In the meantime as I contemplated preparing my presentation I unfortunately was one of the many Australian’s struck down with the virulent strain of influenza in the recent Australia wide outbreak of flu.  As the time approached to travel I realised I really was still not well enough.  This resulted in me asking the Creative Media Unit at UNSW Canberra for help. John Carroll used his wonderful skill and technologies to create a 40 minute video of my presentation which was delivered to New Delhi on video screen, link below.

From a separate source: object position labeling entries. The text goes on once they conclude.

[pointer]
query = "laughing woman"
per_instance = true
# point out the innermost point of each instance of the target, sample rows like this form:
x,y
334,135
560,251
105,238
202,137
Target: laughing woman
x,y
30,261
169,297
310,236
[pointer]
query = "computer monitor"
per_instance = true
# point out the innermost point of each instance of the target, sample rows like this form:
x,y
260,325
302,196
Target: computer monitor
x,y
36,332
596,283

I discuss the findings of my nine years of research into crowdsourcing based curation in libraries.  Using the digitised historic Australian Newspapers as an example, I look at how the functionality and interface was developed in close relationship with the users,  and how this led on to text correction of newspaper articles. It is nearly ten years since this pioneering project began and the motivations and achievements of the 50,000 volunteers are examined over this time. I question how successfully the goal of improving text quality and therefore search has been achieved?  I propose that if a similar project was begun now then artificial intelligence software would be used such as OverProof post OCR correction tool to improve the quality of the text.  OverProof has been trained on the manual corrections of the Australian newspaper corpus and trials demonstrate it is able to dramatically improve the quality of the corpus. Volunteer text correction could still continue afterwards for difficult text but the software would do the main donkey work, allowing users to have a better quality search.



The PowerPoint is on my slideshare account.